None of the QoL instruments used in the three studies include spirituality as a core domain. Earlier research suggests that categories that include spirituality, such as meaning and hope, might be important aspects of QoL that may be particularly important in the context of life-threatening illness such as cancer [39]. In line with Padilla et al.’s definition of health- related QoL [40], spiritual well-being should be evaluated “at a point in time when health, illness, and treatment conditions are relevant”. The perception of Quality of life is subjective, and therefore, patients' viewpoints may substantially differ from the judgement of physicians. The relevance of a specific domain may vary according to stage and type of illness, age, social support, spiritual preferences and cultural background. If it is universally accepted that patients should measure their own quality of life, then patients themselves should also select what to measure, and weight the relevance of each domain and subdomain included in a QoL instrument [41]. This is in line with the “COSMIN Study Design checklist for Patient-reported outcome measurement instruments” [17].

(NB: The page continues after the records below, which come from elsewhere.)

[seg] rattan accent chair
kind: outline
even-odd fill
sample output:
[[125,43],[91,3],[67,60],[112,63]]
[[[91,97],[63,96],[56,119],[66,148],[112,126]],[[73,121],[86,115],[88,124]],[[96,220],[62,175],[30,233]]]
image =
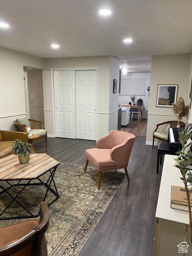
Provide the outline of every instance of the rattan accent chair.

Methodologically limitations
Several methodological issues limit the conclusions of this review. Our systematic review was restricted to the English language, potentially introducing a language bias, and other studies may have been missed. The fact that we only succeeded in finding three studies that performed subgroup analysis of QoL in home-dwelling cancer patients aged 80 years or older is the strongest limitation.
The three included studies differed in many respects, such as design, population, sample size, age range, aim, instruments used and outcome, thus making it impossible to make a meta-analysis, as well as compromising the ability to provide a clear and unambiguous conclusion. Furthermore, none of the studies applied an age specific instrument, yielding a validity challenge. The medium methodical quality of the included studies also represents a limitation. Especially considering confounding factors in one of the studies [25], and the missing confidence interval of the QoL outcomes in all three studies [23,24,25]. Therefore, the validity of the QoL results cannot be conclusive. This further implies that the results must be interpreted with caution.